Life sentence for Ratko Mladic – the butcher of the Balkans.

On June 8, 2021, the Mechanism for International Criminal Courts (MTPI) confirmed that the former Commander-in-Chief of the Bosnian Serb Republic (VRS) Army – General Ratko Mladic – should be sentenced to life imprisonment for “atrocious war crimes and crimes against human kind”.

 The MTPI’s verdict (in The Hague – Netherlands) put an end to the legal process against what became known as “the butcher of the Balkans”, because the decisions of this judicial body — which replaced the International Criminal Court for the former Yugoslavia (TPIJ) after its closure in 2017 — are not subject to appeal.

Ratko Mladic, now 79, was blamed for the Srebrenica massacre in July 1995, where VRS forces under his command allegedly executed about 8,000 Bosnian Muslim civilians.

It is true that history is told by the victors, and the Serbs lost that war; however, regardless of the reasons General Mladic may have had for acting as he did in Srebrenica, a commander is always responsible for the performance of his forces, and this earned him conviction for four war crimes and five crimes against humanity.

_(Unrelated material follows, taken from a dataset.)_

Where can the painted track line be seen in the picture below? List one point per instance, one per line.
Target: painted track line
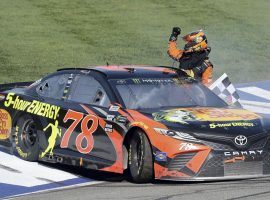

Srebrenica was considered the biggest bloodbath in Europe after World War II, and Mladic’s hands are stained with that blood.

War transforms people and emphasizes everything that is bad in human kind. However, a career officer; a Commander; has the obligation to think beyond the range of his cannons. His forces owe him loyalty, but “he” has a guardianship duty to his men and women in arms: “the duty of custodian”. Mladic failed when he led the Serbs in an autistic way, not thinking about the consequences that would follow for his forces.